Last year was too unpleasant to remember, yet too hard to forget. I was expecting something totally normal. Nothing dangerous, nothing out of the blue. Just another ordinary year. However, 2020 turned out to be anything but ordinary.
In December of 2019, as Covid-19 first appeared, starting to infect people in China, I was already disheartened. I had a premonition that things would not be the same for a very long time.
By March, everything was locked down in Kathmandu, but I did believe that there was light at the end of the tunnel. This was just another pandemic. We have seen worse in Nepal, or so I thought.
The lockdown was quite normal for me and life moved on as it did before. School was just different, and continued remotely since there was not much else anyone could do. Learning to play the piano months before the lockdown helped me pass the time.
I spent my time writing some articles for The STEM Club at our school, and occasionally for my own blog. I was becoming quite accustomed to the fact that I was using my devices for a considerable amount of time, mainly for schoolwork. Otherwise, it was off-limits in our house prior to the lockdown.
In December 2020, just when there was a glimmer of hope in Kathmandu that everything would be fine, I fell terribly sick.
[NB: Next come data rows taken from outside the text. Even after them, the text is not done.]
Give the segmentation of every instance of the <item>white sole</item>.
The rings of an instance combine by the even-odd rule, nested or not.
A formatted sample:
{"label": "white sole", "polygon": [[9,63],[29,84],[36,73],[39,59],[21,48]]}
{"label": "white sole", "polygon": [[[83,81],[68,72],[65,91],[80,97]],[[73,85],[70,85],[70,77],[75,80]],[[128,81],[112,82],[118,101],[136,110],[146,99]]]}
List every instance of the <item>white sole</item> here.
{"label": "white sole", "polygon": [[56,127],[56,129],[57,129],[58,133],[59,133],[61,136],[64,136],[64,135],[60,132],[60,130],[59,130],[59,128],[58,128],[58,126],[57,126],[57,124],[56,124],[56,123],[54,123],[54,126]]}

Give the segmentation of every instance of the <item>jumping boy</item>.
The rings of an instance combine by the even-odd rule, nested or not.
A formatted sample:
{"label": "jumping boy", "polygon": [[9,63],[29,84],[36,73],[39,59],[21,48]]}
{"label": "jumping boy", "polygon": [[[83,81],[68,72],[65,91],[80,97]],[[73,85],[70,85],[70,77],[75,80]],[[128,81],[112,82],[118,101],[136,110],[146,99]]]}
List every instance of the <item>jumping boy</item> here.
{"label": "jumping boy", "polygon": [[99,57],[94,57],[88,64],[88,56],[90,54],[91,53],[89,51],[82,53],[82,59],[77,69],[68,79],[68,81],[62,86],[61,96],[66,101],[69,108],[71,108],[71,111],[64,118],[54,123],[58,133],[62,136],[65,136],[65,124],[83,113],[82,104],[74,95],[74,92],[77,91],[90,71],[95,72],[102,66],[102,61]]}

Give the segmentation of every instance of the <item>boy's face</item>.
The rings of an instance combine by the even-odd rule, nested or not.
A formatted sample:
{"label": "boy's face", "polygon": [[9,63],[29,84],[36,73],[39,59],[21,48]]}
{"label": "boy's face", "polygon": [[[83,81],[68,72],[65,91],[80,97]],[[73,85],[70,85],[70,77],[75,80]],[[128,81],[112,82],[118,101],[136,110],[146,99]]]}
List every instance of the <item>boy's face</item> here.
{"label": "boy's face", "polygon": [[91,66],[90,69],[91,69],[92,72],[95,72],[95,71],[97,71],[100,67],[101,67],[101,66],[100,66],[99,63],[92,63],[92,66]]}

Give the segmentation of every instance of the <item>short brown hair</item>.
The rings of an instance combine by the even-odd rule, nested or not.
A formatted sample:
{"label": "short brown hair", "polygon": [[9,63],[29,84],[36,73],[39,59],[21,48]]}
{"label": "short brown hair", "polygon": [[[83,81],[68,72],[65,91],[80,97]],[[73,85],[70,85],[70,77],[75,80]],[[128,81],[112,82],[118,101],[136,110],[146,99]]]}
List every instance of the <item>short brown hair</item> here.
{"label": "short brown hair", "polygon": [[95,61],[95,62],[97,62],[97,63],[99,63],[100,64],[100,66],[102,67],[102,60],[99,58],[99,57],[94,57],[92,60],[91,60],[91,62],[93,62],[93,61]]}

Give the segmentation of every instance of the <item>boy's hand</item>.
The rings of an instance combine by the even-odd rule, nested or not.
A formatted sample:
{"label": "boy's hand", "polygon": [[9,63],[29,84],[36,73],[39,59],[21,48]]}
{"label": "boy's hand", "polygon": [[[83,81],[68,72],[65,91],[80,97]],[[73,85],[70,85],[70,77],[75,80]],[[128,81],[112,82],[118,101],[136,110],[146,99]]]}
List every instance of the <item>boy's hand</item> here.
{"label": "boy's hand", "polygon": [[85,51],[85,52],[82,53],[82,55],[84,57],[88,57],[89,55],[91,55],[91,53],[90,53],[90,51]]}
There was very little cough, I was breathing quite fine, but my temperature soared. This was not normal. We did multiple PCR tests, and all of them came back negative. I did not have Covid-19 after all.
There was already this conviction in the general public that Covid-19 was a disease that afflicted the elderly, and the feeble. Those with pre-existing health conditions were supposed to be at higher risk, but young, healthier individuals usually fought back the virus. Nothing could go wrong, I assumed. I was dead wrong.
Things did get worse. Over a few nights, my symptoms amplified. I was covered in rashes and a persistent abdominal pain. I was grey with fatigue on the day I reached hospital, but worse was yet to come. I stayed for a few check-ups which concluded that there was nothing life-threatening.
However, in a matter of a few hours, my liver, heart and lungs were struggling to keep functioning. I had to be shifted to intensive care.
In the next few days, I was spewing blood and gradually becoming weaker. It was not long until I was diagnosed with respiratory failure and myocarditis, a swelling of the heart muscle. Before I was put into the ventilator, I told my parents that I would be back soon, uncertain if I would ever see them again.
Over the next few days, there was little hope of my survival. But at the nick of time, with the right treatment, I made it back to life after what seemed like eternity.